Affiliate Disclosure
If you buy through our links, we may get a commission. Read our ethics policy.

128M iOS users were affected by 2015 XcodeGhost malware

Credit: AppleInsider

Last updated

A total of 128 million iOS users downloaded apps that were affected by the XcodeGhost malware in 2015, according to emails revealed during the Epic Games v. Apple trial.

The XcodeGhost malware was parsed into otherwise legitimate applications to mine user data in a coordinated campaign in 2015. Although the malware was quickly stopped, details about the full impact of the attack remained murky.

However, emails published as part of the Epic v. Apple trial have finally given us a clearer picture at the scope of the hack. In total, 128 million users downloaded the more than 2,500 tainted applications. About 18 million of those users were in the U.S., according to Vice, which first spotted the emails.

In addition to revealing the magnitude of the hack, the emails also detail how Apple scrambled to work out how serious it was and notify victims.

"Due to the large number of customers potentially affected, do we want to send an email to all of them?" said Matt Fischer, vice president of the App Store. "Note that this will pose some challenges in terms of language localizations of the email, since the downloads of these apps took place in a wide variety of App Store storefronts around the world."

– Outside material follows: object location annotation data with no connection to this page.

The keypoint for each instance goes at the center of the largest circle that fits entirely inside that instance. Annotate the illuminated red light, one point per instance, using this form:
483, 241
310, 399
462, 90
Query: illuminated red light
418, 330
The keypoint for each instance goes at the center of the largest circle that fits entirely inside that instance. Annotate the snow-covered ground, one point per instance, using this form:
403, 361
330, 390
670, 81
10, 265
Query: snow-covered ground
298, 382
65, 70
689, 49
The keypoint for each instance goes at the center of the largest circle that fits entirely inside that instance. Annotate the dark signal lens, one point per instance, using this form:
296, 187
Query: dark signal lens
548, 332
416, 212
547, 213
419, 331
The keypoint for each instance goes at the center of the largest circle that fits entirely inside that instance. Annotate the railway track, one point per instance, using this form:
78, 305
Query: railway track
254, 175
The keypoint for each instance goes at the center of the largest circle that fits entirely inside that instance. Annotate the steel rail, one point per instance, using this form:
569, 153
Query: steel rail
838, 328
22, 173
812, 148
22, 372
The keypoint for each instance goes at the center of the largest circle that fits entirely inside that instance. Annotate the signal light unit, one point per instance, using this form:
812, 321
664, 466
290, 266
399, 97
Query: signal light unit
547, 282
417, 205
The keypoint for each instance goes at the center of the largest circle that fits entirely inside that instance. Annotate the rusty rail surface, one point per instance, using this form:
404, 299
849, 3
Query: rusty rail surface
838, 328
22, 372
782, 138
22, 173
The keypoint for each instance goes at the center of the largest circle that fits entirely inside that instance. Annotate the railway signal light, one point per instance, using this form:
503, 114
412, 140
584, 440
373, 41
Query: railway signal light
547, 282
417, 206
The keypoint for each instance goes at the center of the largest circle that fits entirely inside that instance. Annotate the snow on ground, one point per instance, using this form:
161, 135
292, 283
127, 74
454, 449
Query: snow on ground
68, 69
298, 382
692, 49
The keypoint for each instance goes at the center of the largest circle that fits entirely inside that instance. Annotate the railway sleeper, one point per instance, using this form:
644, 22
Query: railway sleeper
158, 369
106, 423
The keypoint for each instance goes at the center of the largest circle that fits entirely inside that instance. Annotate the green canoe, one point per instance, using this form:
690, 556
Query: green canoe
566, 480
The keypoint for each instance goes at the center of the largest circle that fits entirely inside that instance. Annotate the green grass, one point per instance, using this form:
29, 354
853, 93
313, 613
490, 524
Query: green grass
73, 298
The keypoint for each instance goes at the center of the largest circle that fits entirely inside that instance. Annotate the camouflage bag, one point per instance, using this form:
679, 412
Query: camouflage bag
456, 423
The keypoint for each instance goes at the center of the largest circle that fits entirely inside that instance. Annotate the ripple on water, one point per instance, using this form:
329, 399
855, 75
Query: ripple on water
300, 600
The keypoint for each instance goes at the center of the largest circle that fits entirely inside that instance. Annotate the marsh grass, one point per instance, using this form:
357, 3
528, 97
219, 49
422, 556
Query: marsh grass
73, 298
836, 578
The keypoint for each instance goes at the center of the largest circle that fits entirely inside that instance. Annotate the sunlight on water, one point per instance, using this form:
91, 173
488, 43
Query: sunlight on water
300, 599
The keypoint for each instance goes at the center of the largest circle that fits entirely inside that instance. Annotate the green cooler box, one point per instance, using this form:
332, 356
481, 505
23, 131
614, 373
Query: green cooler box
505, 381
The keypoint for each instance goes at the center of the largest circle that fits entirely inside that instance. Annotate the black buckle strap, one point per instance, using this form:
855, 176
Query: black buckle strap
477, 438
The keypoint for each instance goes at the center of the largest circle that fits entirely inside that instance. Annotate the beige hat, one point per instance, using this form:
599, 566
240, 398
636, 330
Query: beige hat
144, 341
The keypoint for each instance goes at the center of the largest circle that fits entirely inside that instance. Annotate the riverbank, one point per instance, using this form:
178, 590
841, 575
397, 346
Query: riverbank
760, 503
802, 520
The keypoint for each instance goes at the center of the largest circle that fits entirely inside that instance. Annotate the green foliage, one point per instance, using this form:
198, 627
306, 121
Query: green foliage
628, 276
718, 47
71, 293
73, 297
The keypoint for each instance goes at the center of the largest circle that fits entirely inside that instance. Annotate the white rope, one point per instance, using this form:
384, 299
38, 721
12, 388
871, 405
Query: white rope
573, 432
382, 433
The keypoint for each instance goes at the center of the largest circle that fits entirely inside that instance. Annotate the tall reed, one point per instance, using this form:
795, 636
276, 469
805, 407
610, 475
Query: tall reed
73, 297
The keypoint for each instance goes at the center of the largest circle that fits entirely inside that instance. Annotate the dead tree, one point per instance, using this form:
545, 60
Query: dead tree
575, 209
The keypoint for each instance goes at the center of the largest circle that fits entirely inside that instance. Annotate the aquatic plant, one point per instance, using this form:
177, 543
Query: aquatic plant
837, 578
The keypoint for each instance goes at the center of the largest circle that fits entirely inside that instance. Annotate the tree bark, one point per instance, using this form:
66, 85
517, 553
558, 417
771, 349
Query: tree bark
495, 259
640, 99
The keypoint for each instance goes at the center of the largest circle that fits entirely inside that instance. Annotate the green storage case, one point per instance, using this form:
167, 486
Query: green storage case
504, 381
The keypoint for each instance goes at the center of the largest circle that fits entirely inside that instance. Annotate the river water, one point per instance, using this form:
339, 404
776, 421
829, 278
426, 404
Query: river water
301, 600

Dale Bagwell, Apple's iTunes customer experience manager at the time, agreed that a mass notification would be challenging.

"Just want to set expectations correctly here. We have a mass-request tool that will allow us to send the emails, however we are still testing to make sure that we can accurately include the names of the apps for each customer," Bagwell wrote.

Bagwell also brought up some of the limitations of the tool, including the fact that sending a mass batch of emails to 128 million people could take up to a week.

Although the malware was widespread on the App Store, it wasn't particularly sophisticated or dangerous. At the time, Apple said it didn't have any information to suggest it was used to do anything malicious or harvest personally identifiable information.

The incident led Apple to acquire SourceDNA, a startup specializing in malware detection.